BBSRC-NSF/BIO - Expanding fold library in the twilight zone to facilitate structure determination of macromolecular machines

The Protein Data Bank (PDB) is the single global archive of three-dimensional (3D) structures of large biological molecules. PDBe (pdbe.org) is the European partner in the global consortium managing the PDB. PDB is one of the oldest biological archives, with 144,000+ entries and nearly 2 million downloads daily by users worldwide in academic or industry settings, working on topics ranging from food security, human health through to design of more efficient enzymes in various aspects of biotechnology. Despite a steady increase in its holdings (13,000+ entries added in 2017), the growth of the PDB is far outstripped by the growth in the available protein sequence data.

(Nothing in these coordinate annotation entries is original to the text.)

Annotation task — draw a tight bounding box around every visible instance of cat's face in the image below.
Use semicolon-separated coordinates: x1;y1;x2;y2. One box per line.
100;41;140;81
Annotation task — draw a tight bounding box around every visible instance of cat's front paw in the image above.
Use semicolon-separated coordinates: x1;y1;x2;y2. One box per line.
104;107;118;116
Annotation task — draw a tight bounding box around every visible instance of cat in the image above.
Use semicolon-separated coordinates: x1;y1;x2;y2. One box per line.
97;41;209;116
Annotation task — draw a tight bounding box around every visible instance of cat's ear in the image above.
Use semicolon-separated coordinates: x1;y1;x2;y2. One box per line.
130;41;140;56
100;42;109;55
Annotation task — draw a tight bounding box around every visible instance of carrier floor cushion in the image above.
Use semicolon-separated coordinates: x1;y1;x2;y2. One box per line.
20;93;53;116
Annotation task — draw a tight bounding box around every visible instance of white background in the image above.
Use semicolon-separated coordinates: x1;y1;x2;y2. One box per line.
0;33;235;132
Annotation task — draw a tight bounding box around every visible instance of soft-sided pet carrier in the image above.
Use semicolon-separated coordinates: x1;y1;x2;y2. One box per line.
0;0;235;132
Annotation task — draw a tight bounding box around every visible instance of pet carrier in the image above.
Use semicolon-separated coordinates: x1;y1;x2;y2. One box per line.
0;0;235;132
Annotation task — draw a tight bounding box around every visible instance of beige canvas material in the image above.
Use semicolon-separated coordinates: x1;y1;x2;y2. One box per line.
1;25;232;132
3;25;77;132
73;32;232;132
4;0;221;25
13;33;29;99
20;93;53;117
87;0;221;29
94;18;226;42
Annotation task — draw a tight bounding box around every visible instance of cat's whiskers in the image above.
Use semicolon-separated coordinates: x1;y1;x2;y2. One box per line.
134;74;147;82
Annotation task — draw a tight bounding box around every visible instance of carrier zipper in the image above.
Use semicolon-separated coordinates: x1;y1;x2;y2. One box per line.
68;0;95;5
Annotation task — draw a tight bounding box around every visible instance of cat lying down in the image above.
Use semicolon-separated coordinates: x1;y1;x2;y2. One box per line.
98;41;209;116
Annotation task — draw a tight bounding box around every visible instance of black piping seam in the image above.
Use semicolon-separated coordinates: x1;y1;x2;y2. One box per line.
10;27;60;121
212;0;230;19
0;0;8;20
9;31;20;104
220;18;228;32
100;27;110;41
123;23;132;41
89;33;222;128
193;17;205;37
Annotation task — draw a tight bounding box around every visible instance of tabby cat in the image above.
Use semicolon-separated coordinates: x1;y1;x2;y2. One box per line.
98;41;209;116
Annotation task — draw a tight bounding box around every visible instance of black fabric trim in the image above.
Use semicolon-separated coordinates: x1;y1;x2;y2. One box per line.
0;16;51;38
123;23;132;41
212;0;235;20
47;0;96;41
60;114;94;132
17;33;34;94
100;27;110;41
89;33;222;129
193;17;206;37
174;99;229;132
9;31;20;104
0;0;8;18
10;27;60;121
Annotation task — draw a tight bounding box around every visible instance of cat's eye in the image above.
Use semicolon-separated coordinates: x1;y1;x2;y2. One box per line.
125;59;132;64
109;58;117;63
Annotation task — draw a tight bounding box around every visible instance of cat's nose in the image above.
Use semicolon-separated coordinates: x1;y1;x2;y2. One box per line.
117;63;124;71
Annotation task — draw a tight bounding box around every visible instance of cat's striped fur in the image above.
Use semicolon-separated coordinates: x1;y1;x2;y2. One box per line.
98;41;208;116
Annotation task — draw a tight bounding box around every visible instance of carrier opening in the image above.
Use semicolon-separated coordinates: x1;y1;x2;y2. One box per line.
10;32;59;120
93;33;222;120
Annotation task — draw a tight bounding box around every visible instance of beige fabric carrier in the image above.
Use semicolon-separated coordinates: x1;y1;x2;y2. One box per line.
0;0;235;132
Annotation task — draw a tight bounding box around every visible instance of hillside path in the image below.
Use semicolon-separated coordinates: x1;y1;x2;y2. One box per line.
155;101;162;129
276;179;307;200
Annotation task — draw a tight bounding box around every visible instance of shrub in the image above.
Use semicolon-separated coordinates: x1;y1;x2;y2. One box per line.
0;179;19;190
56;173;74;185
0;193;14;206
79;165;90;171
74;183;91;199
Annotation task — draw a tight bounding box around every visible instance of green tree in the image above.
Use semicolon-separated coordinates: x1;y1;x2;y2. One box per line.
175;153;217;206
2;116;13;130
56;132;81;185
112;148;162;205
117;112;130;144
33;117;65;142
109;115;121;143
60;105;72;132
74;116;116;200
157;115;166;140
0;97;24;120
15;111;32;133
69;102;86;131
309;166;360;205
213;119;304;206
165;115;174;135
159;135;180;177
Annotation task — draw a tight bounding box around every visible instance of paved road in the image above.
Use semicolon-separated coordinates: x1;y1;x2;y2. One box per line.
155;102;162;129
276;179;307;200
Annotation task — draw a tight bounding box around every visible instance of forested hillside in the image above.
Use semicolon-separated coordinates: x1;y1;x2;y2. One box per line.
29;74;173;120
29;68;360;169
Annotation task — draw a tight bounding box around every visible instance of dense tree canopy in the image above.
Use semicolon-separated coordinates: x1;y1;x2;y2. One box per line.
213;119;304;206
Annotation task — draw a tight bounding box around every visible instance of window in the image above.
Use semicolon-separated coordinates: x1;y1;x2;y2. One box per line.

Resources like Genome3D (genome3d.eu), funded by the BBSRC, aim to fill the gap in structure coverage of the protein sequence space with reliable predictions of structures. This resource combines data from a number of UK and overseas groups who apply complementary methods for protein structure prediction. These approaches largely model proteins that are closely related to a protein of known structure (ie the protein relatives share more than 30% identical residues in their sequences). The Rosetta method for predicting protein structures, a world-leading approach developed by the Baker lab in the USA, was recently enhanced with information derived from evolutionary analyses of protein sequence data, yielding reliable models even for cases where sequence identity between the model and the available experimental structures is very low (below 30%). We will integrate Rosetta models into Genome3D to expand the coverage of structural data for important organisms for health (e.g. human) and food security (e.g. wheat).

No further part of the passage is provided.